TORCMEK update

15 Aug 2017

 We caught up with Professors Peter Schmid and Gary Middleton of the TORCMEK study team about the challenges and successes of their ongoing trial.

Q. What is the anticipated patient benefit of the TORCMEK trial?

TORCMEK aims to establish the feasible dose, regimen and efficacy of the mTOR inhibitor AZD2014 and the MEK inhibitor selumetinib when given in combination.

elumetinib and AZD2014 are two new anticancer treatments that AstraZeneca is developing, neither of which are yet approved for clinical use. Selumetinib acts by blocking a protein called MEK, which has been linked to the development and growth of multiple cancers. AZD2014 blocks a protein called mTOR that is involved in the growth and spread of cancer. Blocking the action of either MEK or mTOR alone may slow down or stop the cancer growing. Combining both drugs may control cancer growth and spread better than if selumetinib or AZD2014 are used alone. Although selumetinib and AZD2014 given alone and in combination with other anticancer drugs have been tested in people with advanced cancer, TORCMEK is the first trial to try this specific combination.  It is hoped that this study will offer a new treatment option for cancer patients.

TORCMEK is sponsored by Queen Mary University of London and conducted in four hospitals in the UK:

  • Barts Health NHS Trust (PI & CI: Prof Peter Schmid)
  • University Hospitals Birmingham NHS Foundation Trust (PI: Prof Gary Middleton)
  • University College London Hospitals NHS Foundation Trust (PI: Dr Martin Foster)
  • The Christie NHS Foundation Trust (PI: Dr Yvonne Summers)

It consists of two phases:

1. Phase Ib:  a dose-escalation phase in patients with advanced solid tumours that are resistant to treatment. 25 patients were recruited and completed in August 2016. The objective of Phase Ib of the trial was to establish the maximum tolerated dose and define the recommended Phase IIa dose and regimen (RP2D).

2. Phase IIa: a larger phase for the following types of cancers:

o   squamous cell cancers

o   non-squamous cell cancers with KRAS mutations 

o   non-squamous cell cancers with wild-type KRAS

o   triple-negative breast cancer .

Phase IIa is currently open to recruitment. The phase is looking to assess the clinical activity of AZD2014 in combination with selumetinib. In this phase AZD2014 is administered using an intermittent dosing schedule of two days on and five days off treatment, and selumetinib is given continuously. 

Q. What have been the particular challenges for the set-up and delivery of TORCMEK to date?

The set-up of the trial was quite challenging only in terms of local hospital approval. This is mainly due to the number of assessments involved in a Phase I trial, and the budget available. However, thanks to the early phase experience of clinicians and their local team at the sites, we were able to set-up and continue to deliver successfully on the study.

Q. TORCMEK opened in June 2015, can you tell us what has been achieved and what is yet to be realised?
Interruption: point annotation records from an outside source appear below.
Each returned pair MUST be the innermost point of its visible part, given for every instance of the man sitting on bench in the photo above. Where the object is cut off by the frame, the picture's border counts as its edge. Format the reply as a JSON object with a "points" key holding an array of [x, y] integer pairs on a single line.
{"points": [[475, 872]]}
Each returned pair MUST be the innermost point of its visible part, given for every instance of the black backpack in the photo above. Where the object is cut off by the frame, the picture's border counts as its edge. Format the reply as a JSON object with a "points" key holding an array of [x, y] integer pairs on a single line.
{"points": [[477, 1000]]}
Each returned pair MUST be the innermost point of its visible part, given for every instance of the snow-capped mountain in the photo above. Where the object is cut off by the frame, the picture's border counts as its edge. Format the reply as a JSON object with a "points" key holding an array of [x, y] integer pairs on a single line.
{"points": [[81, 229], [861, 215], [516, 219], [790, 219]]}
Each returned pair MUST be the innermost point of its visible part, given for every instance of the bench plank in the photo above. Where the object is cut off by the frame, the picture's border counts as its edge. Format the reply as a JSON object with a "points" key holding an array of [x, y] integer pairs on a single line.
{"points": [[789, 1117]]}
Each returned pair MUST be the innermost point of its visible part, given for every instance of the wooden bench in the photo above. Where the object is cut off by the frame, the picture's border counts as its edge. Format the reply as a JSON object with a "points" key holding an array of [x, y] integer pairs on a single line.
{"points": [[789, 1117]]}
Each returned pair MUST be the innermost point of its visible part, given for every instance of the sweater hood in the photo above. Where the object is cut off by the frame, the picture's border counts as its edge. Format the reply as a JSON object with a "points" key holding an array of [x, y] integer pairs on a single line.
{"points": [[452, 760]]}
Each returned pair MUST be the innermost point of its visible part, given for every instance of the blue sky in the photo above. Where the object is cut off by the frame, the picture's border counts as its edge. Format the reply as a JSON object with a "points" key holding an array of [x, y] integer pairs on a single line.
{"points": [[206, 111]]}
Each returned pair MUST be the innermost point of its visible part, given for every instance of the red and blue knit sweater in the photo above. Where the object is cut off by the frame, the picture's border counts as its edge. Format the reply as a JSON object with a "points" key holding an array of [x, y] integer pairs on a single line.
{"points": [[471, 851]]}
The recruitment target for Phase I was met within timelines. Since June 2015, 25 patients have been treated in Phase Ib of the trial, and early data suggests that some patients are benefiting from this treatment. Phase Ib has established the recommended Phase IIa dose (RP2D) and that the administration of AZD2014 in combination with selumetinib is safe.

Recruitment to Phase IIa has begun successfully. Following completion of this phase, the efficacy of the drug combination will be assessed in different tumour groups to allow the optimal target population to be identified. This will establish the basis for future development of this novel combination.

Q. Has the experience been different working through the Combinations Alliance? What would you say are the key benefits of working through the Alliance?

Working with the Combinations Alliance has been a beneficial experience and has made the process very smooth. The scientific peer review carried out by the CRUK New Agents Committee was very helpful in assisting with the final protocol design and regulatory applications and approvals. The support offered through regular structured communication, plus the yearly workshops and coordinator meetings where we share experiences and lessons learned have all been key benefits.

Following confirmation of additional funding from AstraZeneca, we are currently writing a protocol amendment to open the trial to different disease cohorts which will provide us with valuable information on the efficacy of this combination in a variety of tumour types. It is this close collaboration with the Alliance that allowed us to discuss the possibility of adding a new cohort.

Q. Would you have any advice to others about to undertake a similar role?

The Alliance is a valuable resource that we would encourage investigators to use. The infrastructure and support offered helps to deliver a successful trial within the necessary timelines. The set-up of a clinical trial can be challenging, however, having the support of an Alliance streamlines the process, as well as providing the necessary input to any queries and hurdles that may occur.